PaperCoder decomposes the code generation process into three stages: Planning (roadmap, architecture, file dependencies, config files), Analyzing (file-specific logic extraction), and Coding (dependency-aware file generation). Each step is handled by specialized LLM agents.
It is evaluated using both the proposed Paper2Code benchmark (90 papers from ICML, NeurIPS, and ICLR 2024) and PaperBench Code-Dev. Results show PaperCoder outperforms ChatDev, MetaGPT, and naive baselines across reference-based, reference-free, and human evaluations.
In human assessments by original paper authors, 77% chose PaperCoder as best implementation; 85% said it helped them reproduce their work.
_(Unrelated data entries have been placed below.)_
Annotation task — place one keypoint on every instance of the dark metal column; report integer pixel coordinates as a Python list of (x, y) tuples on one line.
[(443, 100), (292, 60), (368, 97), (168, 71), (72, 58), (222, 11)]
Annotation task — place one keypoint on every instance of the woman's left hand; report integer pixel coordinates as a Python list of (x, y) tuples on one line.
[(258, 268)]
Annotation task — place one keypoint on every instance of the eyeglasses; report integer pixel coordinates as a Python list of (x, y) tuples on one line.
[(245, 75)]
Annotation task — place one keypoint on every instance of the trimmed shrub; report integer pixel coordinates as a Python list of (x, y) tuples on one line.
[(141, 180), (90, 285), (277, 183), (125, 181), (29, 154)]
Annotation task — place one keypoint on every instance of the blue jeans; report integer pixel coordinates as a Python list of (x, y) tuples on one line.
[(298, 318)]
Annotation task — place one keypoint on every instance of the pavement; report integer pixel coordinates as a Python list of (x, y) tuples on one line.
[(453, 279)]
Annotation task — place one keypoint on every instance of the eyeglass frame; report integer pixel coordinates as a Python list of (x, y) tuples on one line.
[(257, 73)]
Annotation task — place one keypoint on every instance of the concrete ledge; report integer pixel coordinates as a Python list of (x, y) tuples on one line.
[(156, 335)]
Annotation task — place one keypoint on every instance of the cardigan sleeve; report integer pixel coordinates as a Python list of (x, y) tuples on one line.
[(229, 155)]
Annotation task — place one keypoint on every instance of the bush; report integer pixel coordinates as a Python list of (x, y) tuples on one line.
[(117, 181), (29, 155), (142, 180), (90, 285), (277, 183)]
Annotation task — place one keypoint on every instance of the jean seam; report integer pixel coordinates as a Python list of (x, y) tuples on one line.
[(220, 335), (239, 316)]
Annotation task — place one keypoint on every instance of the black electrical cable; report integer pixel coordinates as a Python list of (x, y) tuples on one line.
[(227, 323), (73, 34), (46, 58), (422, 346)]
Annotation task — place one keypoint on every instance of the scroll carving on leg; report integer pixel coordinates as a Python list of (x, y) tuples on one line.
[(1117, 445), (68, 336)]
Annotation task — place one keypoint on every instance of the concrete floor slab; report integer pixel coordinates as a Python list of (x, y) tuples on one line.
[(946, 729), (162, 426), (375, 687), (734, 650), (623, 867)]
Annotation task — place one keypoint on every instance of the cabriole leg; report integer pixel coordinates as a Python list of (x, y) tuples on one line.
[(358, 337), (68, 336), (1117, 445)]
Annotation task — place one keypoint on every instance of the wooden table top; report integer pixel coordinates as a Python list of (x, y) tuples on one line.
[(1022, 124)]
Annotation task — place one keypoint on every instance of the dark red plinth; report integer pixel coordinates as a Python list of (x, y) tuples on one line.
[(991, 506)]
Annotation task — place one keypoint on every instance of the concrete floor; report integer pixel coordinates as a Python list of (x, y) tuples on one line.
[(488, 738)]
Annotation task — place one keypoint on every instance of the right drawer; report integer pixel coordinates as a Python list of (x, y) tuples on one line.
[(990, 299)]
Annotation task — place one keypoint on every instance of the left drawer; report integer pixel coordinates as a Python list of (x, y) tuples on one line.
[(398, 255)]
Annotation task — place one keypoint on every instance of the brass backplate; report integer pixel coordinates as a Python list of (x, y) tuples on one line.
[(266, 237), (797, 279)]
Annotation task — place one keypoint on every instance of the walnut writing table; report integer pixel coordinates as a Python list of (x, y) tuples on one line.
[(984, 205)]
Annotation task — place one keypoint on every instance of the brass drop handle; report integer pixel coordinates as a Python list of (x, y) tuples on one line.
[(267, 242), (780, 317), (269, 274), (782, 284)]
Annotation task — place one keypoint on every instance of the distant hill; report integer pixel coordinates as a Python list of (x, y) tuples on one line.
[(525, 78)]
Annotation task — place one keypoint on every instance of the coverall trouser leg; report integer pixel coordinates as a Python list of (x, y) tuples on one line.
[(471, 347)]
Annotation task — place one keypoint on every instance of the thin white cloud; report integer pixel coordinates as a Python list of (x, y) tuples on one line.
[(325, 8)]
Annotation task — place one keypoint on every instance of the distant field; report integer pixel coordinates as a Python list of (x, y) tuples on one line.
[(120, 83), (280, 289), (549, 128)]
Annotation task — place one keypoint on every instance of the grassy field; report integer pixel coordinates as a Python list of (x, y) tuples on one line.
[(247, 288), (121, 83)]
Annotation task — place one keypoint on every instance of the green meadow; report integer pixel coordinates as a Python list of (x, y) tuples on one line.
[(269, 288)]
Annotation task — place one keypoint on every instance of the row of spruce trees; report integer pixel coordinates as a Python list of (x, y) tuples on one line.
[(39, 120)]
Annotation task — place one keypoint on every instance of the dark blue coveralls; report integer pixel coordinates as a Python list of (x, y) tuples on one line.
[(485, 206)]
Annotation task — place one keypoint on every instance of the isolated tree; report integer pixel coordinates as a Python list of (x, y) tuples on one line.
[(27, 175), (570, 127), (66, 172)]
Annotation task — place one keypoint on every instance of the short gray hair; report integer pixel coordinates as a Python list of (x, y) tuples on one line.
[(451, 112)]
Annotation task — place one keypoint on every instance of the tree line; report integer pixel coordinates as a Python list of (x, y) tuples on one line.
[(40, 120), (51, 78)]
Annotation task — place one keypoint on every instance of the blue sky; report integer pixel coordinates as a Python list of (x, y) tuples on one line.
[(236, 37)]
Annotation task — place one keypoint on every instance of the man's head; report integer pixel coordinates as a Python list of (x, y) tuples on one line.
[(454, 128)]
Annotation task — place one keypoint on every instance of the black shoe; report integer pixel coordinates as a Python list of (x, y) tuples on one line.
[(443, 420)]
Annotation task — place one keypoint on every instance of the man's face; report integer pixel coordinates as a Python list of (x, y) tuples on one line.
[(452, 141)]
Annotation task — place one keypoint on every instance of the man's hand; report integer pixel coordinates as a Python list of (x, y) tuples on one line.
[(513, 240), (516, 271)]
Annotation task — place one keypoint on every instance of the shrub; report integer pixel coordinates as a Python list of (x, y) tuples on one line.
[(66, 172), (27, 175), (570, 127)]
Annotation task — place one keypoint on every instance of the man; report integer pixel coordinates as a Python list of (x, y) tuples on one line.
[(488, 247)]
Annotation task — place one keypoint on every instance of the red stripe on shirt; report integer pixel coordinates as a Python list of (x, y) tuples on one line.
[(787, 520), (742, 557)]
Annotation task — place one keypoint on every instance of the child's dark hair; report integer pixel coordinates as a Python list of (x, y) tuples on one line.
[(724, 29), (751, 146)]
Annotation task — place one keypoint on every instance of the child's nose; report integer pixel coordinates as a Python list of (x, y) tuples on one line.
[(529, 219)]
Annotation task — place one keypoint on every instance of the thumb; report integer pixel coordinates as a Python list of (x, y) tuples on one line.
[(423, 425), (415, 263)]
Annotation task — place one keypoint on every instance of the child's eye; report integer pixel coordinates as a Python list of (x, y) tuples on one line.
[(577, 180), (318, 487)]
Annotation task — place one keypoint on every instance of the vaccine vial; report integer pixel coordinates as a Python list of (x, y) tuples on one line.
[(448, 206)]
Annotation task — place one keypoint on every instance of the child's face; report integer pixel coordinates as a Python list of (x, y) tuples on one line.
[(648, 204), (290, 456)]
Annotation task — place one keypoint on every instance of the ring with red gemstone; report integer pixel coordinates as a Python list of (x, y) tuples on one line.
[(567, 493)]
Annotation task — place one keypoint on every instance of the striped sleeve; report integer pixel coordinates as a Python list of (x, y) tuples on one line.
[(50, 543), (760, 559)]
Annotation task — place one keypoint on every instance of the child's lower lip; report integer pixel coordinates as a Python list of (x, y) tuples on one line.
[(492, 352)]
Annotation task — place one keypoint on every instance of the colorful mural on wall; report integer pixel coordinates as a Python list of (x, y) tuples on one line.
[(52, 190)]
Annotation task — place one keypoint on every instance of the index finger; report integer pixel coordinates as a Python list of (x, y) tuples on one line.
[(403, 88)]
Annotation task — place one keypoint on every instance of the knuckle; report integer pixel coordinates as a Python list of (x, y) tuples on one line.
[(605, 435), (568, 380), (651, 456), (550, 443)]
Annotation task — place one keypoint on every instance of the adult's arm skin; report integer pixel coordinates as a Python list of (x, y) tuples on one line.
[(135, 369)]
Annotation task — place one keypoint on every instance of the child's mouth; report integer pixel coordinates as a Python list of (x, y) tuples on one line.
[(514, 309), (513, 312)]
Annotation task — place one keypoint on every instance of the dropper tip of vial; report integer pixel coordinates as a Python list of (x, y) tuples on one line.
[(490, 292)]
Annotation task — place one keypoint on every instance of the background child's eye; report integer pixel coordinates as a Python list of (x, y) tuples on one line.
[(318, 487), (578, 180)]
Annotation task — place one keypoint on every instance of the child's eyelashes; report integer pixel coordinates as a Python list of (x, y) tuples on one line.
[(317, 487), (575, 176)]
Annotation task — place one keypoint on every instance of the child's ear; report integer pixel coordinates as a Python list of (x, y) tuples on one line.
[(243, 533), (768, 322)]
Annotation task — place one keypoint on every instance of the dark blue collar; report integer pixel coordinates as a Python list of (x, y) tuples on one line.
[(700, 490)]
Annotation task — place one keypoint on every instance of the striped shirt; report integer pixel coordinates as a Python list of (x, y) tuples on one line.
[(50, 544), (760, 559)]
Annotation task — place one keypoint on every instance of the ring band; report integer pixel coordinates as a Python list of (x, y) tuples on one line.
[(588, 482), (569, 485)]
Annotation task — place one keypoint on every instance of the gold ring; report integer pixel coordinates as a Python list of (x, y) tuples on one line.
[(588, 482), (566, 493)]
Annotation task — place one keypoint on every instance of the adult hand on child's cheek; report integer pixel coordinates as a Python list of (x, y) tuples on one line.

On average, only 0.48% of code lines required changes for executability.
A detailed ablation study shows consistent performance gains from each stage, especially logic design and file dependency ordering. PaperCoder, using the o3-mini-high backbone, notably outperforms other LLM variants.
9. ZeroSearch
ZeroSearch is an RL framework that trains LLMs to develop search capabilities without using real search engines. It uses simulated LLM-generated documents with a curriculum-based degradation strategy and outperforms real-search methods like Search-R1 in both performance and cost, achieving better QA accuracy across multiple benchmarks.
10. Practical Efficiency of Muon for Pretraining
Discusses how Muon, a simple second-order optimizer, outperforms AdamW in large-batch pretraining by expanding the compute-time Pareto frontier and maintaining better data efficiency. Combined with muP scaling and a novel telescoping algorithm for hyperparameter transfer, it enables faster training with minimal tuning overhead up to 4B parameter models.